As chief of staff, Tina Smith has been so integral to Gov. Mark Dayton’s administration that her title might have been deputy governor.
If Dayton and Smith prevail this fall in a bid for a second term, her new title will be lieutenant governor. The DFL governor announced Tuesday that Smith, 55, will be his running mate, succeeding Lt. Gov. Yvonne Prettner-Solon in that role.
When Prettner-Solon announced last month that she won’t seek a second term, she allowed that she had hoped to be more of an insider on Dayton’s team. In choosing Smith, Dayton appears to have taken that message to heart. Smith is the administration’s ultimate insider, the person who has tackled the most complicated and politically difficult issues that have come to the governor’s office in the past three years.
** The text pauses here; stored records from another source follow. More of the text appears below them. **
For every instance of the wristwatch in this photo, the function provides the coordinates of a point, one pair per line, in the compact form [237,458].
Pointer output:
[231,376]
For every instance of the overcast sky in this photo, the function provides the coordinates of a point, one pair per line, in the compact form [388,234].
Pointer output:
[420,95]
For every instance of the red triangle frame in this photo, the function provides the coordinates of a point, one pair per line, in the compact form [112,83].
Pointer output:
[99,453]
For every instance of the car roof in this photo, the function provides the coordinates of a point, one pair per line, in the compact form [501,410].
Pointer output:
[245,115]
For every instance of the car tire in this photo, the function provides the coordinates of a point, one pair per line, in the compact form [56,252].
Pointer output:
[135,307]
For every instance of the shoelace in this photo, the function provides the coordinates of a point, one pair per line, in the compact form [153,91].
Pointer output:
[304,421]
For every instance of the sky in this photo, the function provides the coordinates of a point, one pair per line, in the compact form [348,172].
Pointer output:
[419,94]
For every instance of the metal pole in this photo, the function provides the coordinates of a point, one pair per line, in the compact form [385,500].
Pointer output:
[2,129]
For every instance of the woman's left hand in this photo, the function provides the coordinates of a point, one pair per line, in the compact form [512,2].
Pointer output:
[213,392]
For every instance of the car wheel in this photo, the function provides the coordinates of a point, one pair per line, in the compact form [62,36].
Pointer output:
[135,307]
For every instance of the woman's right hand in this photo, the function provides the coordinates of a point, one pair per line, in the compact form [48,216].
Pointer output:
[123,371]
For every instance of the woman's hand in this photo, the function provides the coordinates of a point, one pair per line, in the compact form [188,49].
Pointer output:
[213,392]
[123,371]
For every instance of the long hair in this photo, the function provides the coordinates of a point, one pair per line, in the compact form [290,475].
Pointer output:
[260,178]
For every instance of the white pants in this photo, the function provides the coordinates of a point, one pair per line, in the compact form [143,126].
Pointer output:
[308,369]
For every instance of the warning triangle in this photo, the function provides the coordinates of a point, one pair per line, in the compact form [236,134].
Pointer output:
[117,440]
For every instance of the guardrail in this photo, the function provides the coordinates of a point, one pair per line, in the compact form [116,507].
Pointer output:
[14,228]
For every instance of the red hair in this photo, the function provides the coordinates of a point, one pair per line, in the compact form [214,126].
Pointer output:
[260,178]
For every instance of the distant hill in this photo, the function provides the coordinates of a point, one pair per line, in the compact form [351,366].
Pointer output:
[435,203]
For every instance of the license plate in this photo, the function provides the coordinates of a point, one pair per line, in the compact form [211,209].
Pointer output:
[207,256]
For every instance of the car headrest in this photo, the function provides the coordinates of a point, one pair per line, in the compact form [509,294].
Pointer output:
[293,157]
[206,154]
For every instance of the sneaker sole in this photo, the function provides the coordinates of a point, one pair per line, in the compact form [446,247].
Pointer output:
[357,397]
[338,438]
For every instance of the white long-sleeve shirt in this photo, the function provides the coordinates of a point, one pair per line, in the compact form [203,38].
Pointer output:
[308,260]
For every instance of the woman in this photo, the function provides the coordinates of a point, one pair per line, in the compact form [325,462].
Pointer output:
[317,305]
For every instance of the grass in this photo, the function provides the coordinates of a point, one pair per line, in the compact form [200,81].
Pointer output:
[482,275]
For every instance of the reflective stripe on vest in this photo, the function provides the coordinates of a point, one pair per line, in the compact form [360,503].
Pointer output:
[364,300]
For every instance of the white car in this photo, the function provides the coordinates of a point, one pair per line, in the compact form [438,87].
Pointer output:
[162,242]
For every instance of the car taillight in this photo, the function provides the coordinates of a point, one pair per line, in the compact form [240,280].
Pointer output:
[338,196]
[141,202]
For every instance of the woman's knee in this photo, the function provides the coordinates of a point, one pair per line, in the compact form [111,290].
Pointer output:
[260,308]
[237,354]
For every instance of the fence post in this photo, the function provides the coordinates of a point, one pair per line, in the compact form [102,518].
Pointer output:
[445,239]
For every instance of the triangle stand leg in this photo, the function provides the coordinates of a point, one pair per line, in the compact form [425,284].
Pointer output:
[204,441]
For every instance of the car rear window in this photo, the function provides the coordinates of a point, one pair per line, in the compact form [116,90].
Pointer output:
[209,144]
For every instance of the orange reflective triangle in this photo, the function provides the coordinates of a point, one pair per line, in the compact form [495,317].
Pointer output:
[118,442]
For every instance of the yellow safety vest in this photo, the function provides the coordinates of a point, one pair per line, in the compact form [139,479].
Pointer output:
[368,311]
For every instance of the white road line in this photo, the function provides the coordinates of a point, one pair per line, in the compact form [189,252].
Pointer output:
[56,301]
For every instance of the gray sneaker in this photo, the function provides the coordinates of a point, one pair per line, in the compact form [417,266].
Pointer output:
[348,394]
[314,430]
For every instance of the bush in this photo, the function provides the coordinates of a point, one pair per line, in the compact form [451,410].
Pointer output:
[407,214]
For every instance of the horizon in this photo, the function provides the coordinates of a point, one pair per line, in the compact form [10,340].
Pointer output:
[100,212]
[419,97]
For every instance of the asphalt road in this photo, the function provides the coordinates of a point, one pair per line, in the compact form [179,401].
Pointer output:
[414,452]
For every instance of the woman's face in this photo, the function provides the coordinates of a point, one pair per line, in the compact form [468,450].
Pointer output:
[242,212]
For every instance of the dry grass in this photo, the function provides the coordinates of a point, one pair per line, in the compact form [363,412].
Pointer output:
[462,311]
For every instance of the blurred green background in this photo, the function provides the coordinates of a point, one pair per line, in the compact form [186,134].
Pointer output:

A former General Mills marketing professional and former chief of staff to Minneapolis Mayor R.T. Rybak, she worked with the business community, legislators and Minneapolis officials to craft a Vikings stadium plan that could clear political hurdles. A former Planned Parenthood executive, she was sufficiently savvy about health care to win Mayo Clinic trust in the bid for state help for the Destination Medical Center (DMC) project. The DMC Corp. governing board elected her its chair last fall. An MBA graduate of the Tuck School at Dartmouth College, Smith has pushed Dayton’s cabinet for more efficiency in state operations.
What Smith has not done — not since her high school student council days — is run for elective office. But she has coached numerous Democratic candidates in Minnesota and around the country. And she demonstrated at Tuesday’s announcement at state AFL-CIO headquarters that she knows how to deliver a campaign pitch and rev up a crowd (albeit a friendly one).
Though balanced by gender, as winning gubernatorial tickets have been since 1982, the Dayton-Smith team breaks with some political ticket traditions. It offers no geographic balance. Both Dayton and Smith spent their adult lives in Minneapolis.
Smith also lacks something governors and presidents usually seek in a running mate — a defined, loyal political base. Dayton’s 2010 choice of Prettner-Solon, a longtime elected official in Duluth, seemed to be an attempt to curry favor with DFL primary voters in northeastern Minnesota.
With no primary to fear this year, Dayton seems unconcerned about Smith’s lack of an electoral base. In choosing Smith, he seems to have his eye less on the 2014 election than on keeping a talented player on his team in a second term.